The Prime Minister has described his repeated pulling of an Auckland waitress' hair as just ''horsing around''.
John Key apologised to the waitress and gave her bottles of wine, after she finally made it clear she was not enjoying the attention.
In a blogpost the waitress today said the first time the Prime Minister pulled her hair she thought he was probably trying to be playful.
She said it started during last year's election campaign and happened several times through until last month, and she became increasingly annoyed each time.
The waitress said her manager told Mr Key on one occasion that she did not like it, then in late March she told him herself.
Mr Key told TVNZ that he and his wife were regulars at the cafe.
"I've been going there for years. We have a fun relationship. There is always lots of horsing around and lots of practical jokes and that's really all there is to it."
Mr Key was asked whether it was behaviour befitting of a Prime Minister.
The lady at the cafe was lucky John wasn’t packing his scissors pic.twitter.com/5pjw8fV6ly— Andrew Voerman (@andrewvoerman) April 22, 2015
So John key thought it was ok to repeatedly pull a woman's ponytail. He's our freaking prime minister. Sack him— Stephanie Thomas (@ongaongagirl) April 21, 2015
"Look in hindsight, no, but in the context of, you know, we have lots of fun and games there and there are always lots of practical jokes and things, you know, it's a very warm and friendly relationship, in that context you'd say yes but if you look at it now, no.
"When I realised she took offence by that, I just sort of immediately went back, gave her some wine, apologised, and told her I was terribly sorry."
Labour Party MP Annette King said the Prime Minister's behaviour was totally unacceptable and an abuse of power.
She says he should not be making light of it by labelling it ''horsing around''.
"It shows that actually the apology he gave the young woman wasn't genuine, because he's just made fun of her, he's made fun of the whole incident.
"So I think the Prime Minister needs to properly apologise to the young woman and then to be very careful, because I think he's just had his Roger Sutton moment."
Green Party co-leader Metiria Turei said the Prime Minister's actions were bullying and intimidating.

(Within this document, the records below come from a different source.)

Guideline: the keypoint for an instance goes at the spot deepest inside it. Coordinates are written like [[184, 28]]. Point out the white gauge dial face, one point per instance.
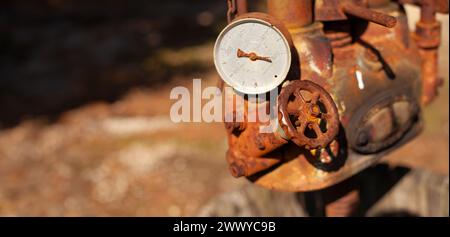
[[252, 56]]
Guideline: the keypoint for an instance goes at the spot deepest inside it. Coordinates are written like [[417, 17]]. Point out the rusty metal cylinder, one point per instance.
[[293, 13], [369, 15], [242, 7]]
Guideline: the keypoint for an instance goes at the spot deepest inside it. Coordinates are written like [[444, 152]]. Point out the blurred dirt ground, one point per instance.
[[72, 146]]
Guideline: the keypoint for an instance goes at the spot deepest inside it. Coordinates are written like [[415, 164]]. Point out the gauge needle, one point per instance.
[[252, 56]]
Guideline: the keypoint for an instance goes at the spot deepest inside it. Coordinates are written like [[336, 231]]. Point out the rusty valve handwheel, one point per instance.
[[308, 114]]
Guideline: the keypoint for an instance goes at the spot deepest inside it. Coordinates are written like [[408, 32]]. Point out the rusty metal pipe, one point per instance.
[[293, 13], [242, 7]]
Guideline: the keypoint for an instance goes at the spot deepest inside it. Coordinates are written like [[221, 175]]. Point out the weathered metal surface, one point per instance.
[[370, 69], [308, 114]]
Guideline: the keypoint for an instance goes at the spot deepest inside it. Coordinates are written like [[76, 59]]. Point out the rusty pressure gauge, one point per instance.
[[253, 53]]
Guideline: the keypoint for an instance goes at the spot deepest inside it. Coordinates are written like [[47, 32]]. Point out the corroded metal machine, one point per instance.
[[351, 80]]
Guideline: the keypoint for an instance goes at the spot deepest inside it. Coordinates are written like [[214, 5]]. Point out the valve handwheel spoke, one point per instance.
[[313, 121]]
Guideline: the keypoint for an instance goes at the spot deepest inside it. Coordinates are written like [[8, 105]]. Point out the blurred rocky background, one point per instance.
[[84, 125]]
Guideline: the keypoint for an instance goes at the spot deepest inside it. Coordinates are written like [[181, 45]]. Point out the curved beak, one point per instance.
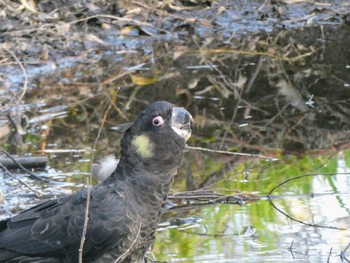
[[182, 122]]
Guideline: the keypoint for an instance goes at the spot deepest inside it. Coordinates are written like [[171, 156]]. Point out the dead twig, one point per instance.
[[231, 153], [343, 256], [23, 168], [37, 193], [270, 198]]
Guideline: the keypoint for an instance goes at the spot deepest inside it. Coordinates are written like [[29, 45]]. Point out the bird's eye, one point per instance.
[[157, 121]]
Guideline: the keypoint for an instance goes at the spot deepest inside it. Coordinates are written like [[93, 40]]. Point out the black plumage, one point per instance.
[[124, 209]]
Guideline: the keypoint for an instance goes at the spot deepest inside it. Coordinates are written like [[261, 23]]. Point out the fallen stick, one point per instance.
[[27, 162]]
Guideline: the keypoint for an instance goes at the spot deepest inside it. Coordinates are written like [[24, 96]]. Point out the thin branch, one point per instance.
[[36, 192], [23, 168], [230, 153], [270, 198], [132, 244]]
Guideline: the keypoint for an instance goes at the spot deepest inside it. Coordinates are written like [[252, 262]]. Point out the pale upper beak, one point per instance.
[[182, 122]]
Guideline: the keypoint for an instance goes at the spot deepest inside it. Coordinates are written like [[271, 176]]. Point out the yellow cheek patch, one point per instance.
[[143, 146]]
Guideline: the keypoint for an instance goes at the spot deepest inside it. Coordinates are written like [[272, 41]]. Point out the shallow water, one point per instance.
[[282, 94]]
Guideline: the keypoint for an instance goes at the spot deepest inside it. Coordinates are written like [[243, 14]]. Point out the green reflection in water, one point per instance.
[[256, 232]]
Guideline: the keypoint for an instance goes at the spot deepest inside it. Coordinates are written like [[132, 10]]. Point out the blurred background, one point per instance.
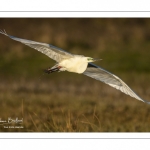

John Key should be held to the same standards as the rest of the country, she said.
"This is very weird behaviour by the Prime Minister. It is bullying and intimidating behaviour. I'm very surprised that he didn't listen to the warning, both from the woman and from those around him, It shows that he is out of touch, that he is not keeping any sort of check on his behaviour."
And employment lawyer Andrew Scott-Howman said if the event had happened in a workplace between two workmates it would be considered harassment.
"If you are the Prime Minister, you can never stop being the Prime Minister and something that you do in your own time which is perhaps intended to be a friendly or playful kind of intervention, if you like, with somebody in a cafeteria - that can have ramifications for your professional life."
The cafe directors said they would not comment on employment matters in public.
'A personal space violation'
Waitresses working in central Auckland said they did not expect to be touched by customers.
One woman said "I don't think that's ok, I think that's personal space violation...I guess I would contact some kind of authority possibly... but first just my boss, saying this guy is physically attacking me in a sort of not very good way.
"It's a bit awkward though in this case because it's the Prime Minister, but you'd want to say something, you know."
Another waitress said there were many customers who played practical jokes, or overstepped the line of what was socially acceptable.
"But still I would be kinda shocked...in New Zealand in general, I think we're quite casual, but I wouldn't expect someone to break that physical barrier," she said.
"I would expect people to make jokes or be chatty, or maybe be a bit crude sometimes, but if it comes to touching, that's a bit far."
Another woman said she expected her customers to joke about.
"Obviously there's always the um, especially the older guys, that say something inappropriate," she said.
"Especially at our cafe, it's relay relaxed around here so I know my customers really well...so you just take it as a joke and get on with it. I've had a few inappropriate comments, but you just end up laughing with it...it's not offensive unless you take it offensively."
The National Council of Women said the Prime Minister's unwanted touching of a cafe worker highlighted how much sexism was a part of New Zealand's culture.
In an open letter to Mr Key, the Council for Women council said it was difficult for women to speak up when men's sexist actions appear well-intentioned .
It said sexist acts were behind statistics showing inequality in pay, violence towards women, and a lack of female leaders.
Some videos have also emerged, one of which shows Mr Key pulling a child's hair while she is being interviewed by broadcaster John Campbell.